With money obtained selling the sole booking rights to the Victoria Theatre, he built his eleventh and final theatre, the Lexington Opera House. Unable to present opera there, he opened it as a movie theatre, selling it shortly thereafter. On April 28, 1910, Hammerstein officially ended producing grand opera productions, opting to solely focus on dramatic productions. All of his contracts and buildings of operation were turned over to the Metropolitan Opera Company.
At many points in his later career, Hammerstein fell into numerous legal troubles, most of them in regards to his opera houses. Interestingly enough, he went through many of them with an air of pride.
One of his more infamous accusations was from a Frances Lee, an opera singer, who accused him of preventing her from singing in the Manhattan Opera House after one performance. Hammerstein was found not guilty and settled his possible payment for up to $35.
Hammerstein had given his two daughters, Stella and Rose Hammerstein, $200 a week for financial support after the death of his first wife. The payments were given to them by the Equitable Trust Company securely in exchange for stock shares in Hammerstein’s Victoria Theatre. In 1912, Hammerstein requested his stocks back from the company and chose to no longer pay for his daughters. Stella and Rose sought to fight against their father, who believed that they could support themselves on their own. Infamously, he compared paying his daughters to “the eccentricities and actions of the late lamented King Lear.
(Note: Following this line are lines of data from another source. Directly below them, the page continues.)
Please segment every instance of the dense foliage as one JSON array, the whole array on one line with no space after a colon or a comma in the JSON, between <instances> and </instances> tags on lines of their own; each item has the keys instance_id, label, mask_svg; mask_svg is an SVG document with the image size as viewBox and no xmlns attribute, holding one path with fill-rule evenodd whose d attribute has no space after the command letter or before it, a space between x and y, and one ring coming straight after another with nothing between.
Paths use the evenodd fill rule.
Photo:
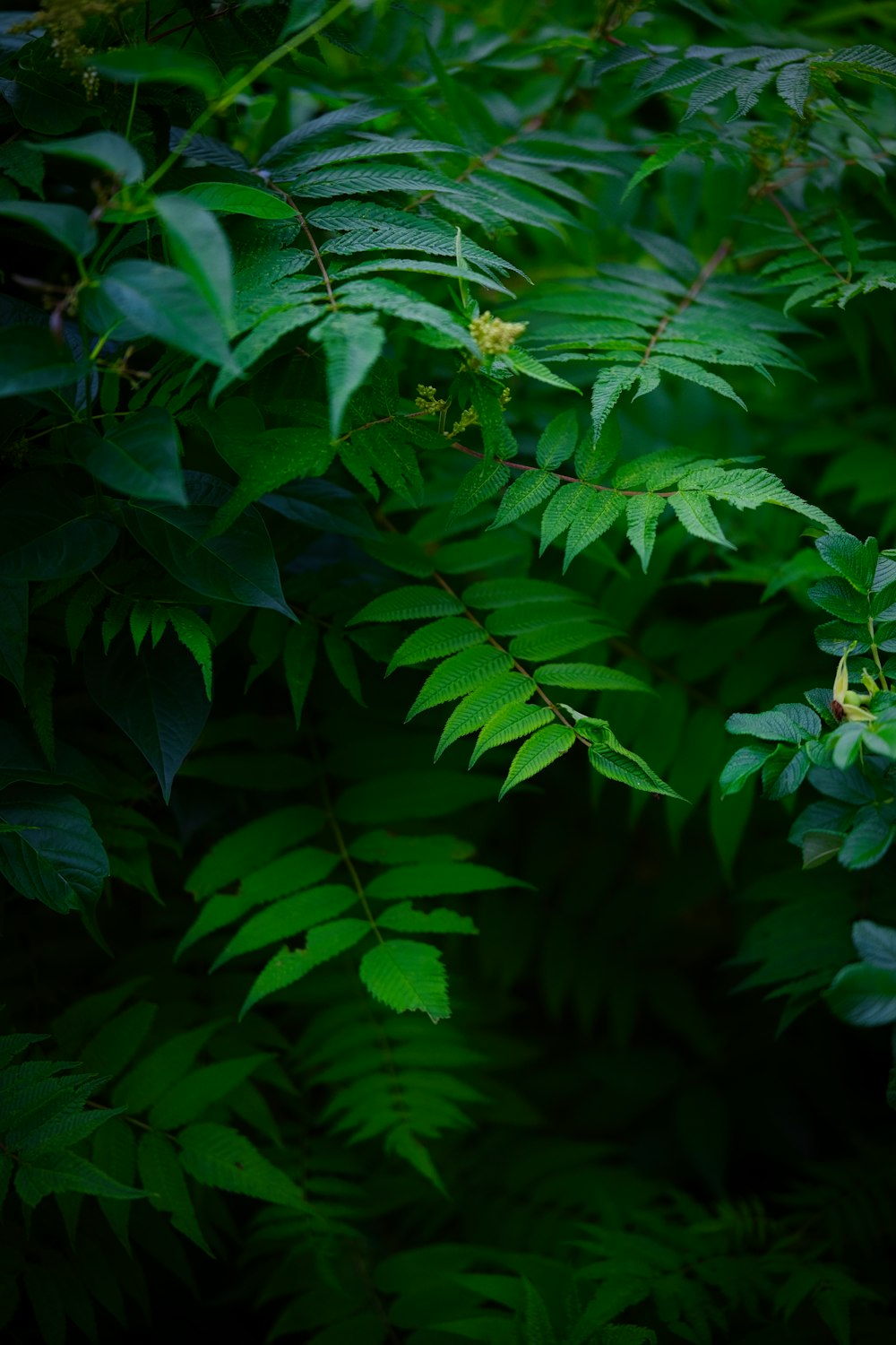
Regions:
<instances>
[{"instance_id":1,"label":"dense foliage","mask_svg":"<svg viewBox=\"0 0 896 1345\"><path fill-rule=\"evenodd\" d=\"M893 1340L893 30L3 13L4 1338Z\"/></svg>"}]
</instances>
Hammerstein contracted kidney problems and paralysis, eventually permanently falling into a coma. He died in 1919 in Lenox Hill Hospital on Park Avenue and 77th Street. His contractual ban on presenting opera was due to expire in 1920; at his death he was busy planning his return to the opera stage.
The Manhattan Opera House was bid for $145,000 by Hammerstein’s two daughters. They would also sue Hammerstein’s second wife, Emma Swift Hammerstein, over money and ownership of the building. Emma Hammerstein would go to court claiming to claim ownership due to owning Hammerstein Opera Company stock, but the stocks were found to be null and void by the judge.
The Manhattan Opera House on 34th Street in New York City was renamed the “Hammerstein Ballroom” at the Manhattan Center Studios in his honor.
The influence of visionaries of men and women like Oscar Hammerstein I has made Harlem the greatest village in the world.